Best of luck at BAM. Wish I could be there.

Arthur S. said...

Jean-Marie Maurice Scherer, better known as Eric Rohmer is no longwe with us...

DavidEhrenstein said...

Oh hell!

Everyone go out and get a copy of Triple Agent -- one of his last and very best works.

The Siren said...

Arthur, heaven knows I respect your opinion and share your von Sternberg love, but I just don't see what you're seeing with Marlene's performance. In the first half, I see a fantastically beautiful woman widening her eyes and panting a lot. I don't get much of anything **underneath** until she starts living it up past the halfway mark of the movie. Dietrich doesn't even play the natural curiosity of the naive. Honestly, it doesn't matter that much because there is so much else going on in that movie, and the idea of masks and deception is so prominent that Marlene's lack of believability somehow doesn't hurt things for me.
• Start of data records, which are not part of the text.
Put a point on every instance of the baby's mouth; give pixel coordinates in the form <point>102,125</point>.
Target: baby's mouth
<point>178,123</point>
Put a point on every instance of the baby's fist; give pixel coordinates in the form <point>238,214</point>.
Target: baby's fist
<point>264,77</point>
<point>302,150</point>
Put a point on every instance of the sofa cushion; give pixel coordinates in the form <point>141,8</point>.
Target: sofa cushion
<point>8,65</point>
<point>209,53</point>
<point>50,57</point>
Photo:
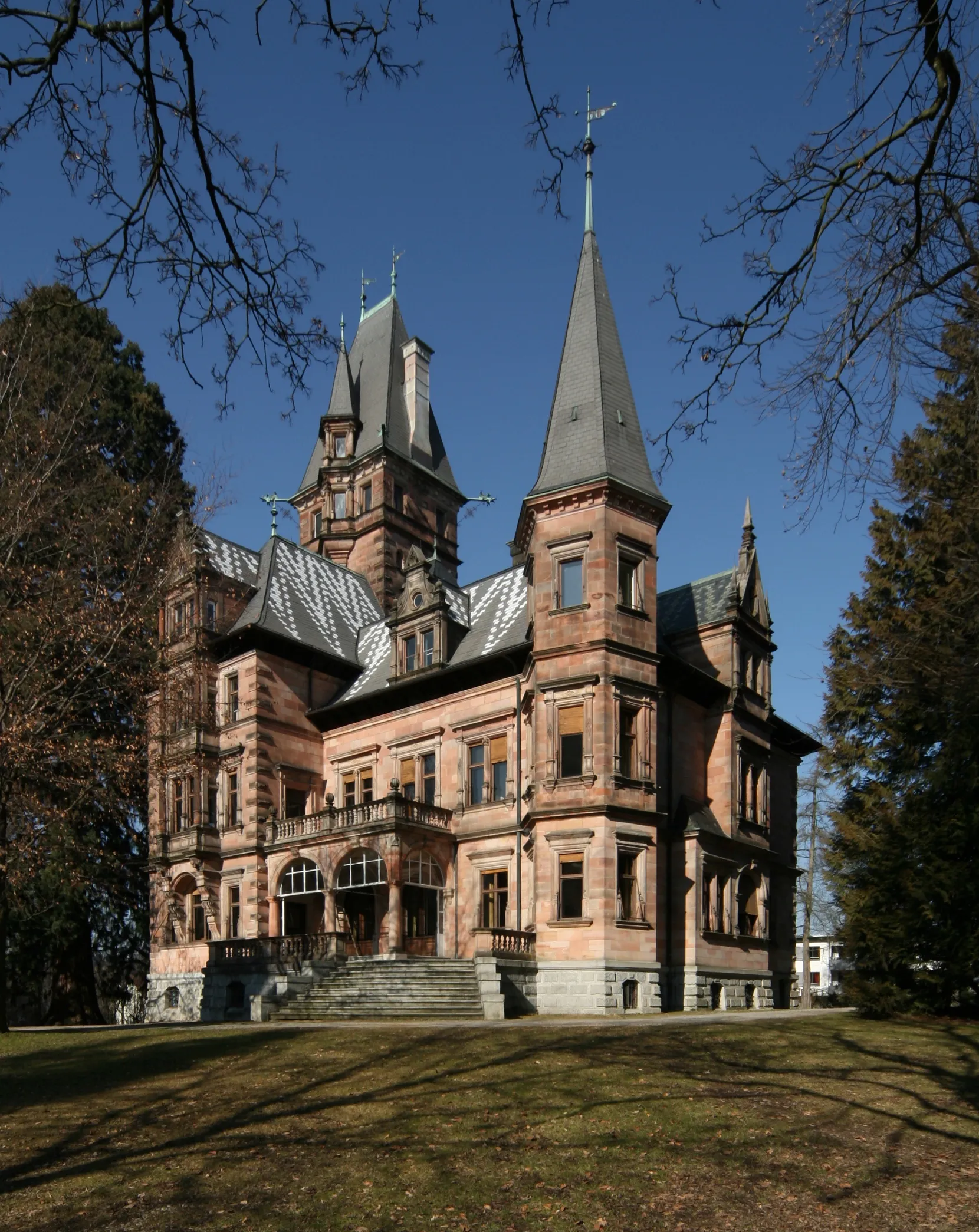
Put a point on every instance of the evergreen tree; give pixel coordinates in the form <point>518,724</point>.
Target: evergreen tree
<point>903,714</point>
<point>90,485</point>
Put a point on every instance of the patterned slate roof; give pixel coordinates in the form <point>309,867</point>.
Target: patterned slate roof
<point>497,620</point>
<point>376,367</point>
<point>231,559</point>
<point>308,599</point>
<point>593,429</point>
<point>695,603</point>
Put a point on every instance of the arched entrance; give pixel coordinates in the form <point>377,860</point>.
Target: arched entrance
<point>362,882</point>
<point>301,900</point>
<point>423,904</point>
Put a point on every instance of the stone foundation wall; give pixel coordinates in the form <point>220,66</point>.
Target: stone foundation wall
<point>577,987</point>
<point>190,990</point>
<point>703,989</point>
David, I agree that Rasputin is a lot more fun than the later N&A movie.

Sad news about Rohmer. I wonder if some sort of health decline was behind his retirement announcement last year (if I recall)?

Yojimboen said...

I suspect we were all half-embarrassed (I know I was) to chuckle at Gene Hackman’s line in Night Moves, "I saw a Rohmer film once. It was kind of like watching paint dry."

Sometimes true, one must admit, but that paint was a rainbow of pastel shades no one else could even approximate.

The ending of Le Rayon Vert comes closest to emulating the, for me, greatest ending in cinema history (Wild Strawberries), and that alone would earn Rohmer his seat in the Pantheon.

gmoke said...

"Autumn Story" was the last Rohmer I saw and it was revelatory. I thought, if middle-aged French people still act like high schoolers when they try to engage romantically then this terminal confusion is par for the course. I also especially like the fact that there is little or no music on the soundtrack until the end when the band at the wedding starts to play.

He was a director who thought and provided an opportunity for his audience to think and feel along with him.

VP81955 said...

Best wishes tonight, working in the same building that has housed performers dating back to the days of Caruso. Wish I could be there, but 1) I'm working this evening, and 2) even if I wasn't, I live in Virginia.

Looking forward to tomorrow night's part of the "Shadows" series. "Comrade X" isn't a great film by any means, but Gable has his usual flair and Hedy Lamarr holds her own. If you resist trying to compare it to "Ninotchka" (which follows), you'll enjoy it.

Incidentally, I do plan to participate in your blogathon, as film preservation is important to me. In fact, today I noted your entry about it -- as well as the one celebrating Luise Rainer's living centennial -- at

Take care.

realblonde said...

Hello Siren,

Last night was fun... what a film; and what a discussion!

My question: particularly given the influence mentioned of the Roosevelt administration on the film's commissioning, why do you think FDR's face was never on screen? Was the director after a disembodied, 'voice of God' type effect, or did bad acting necessitate some heavy editing?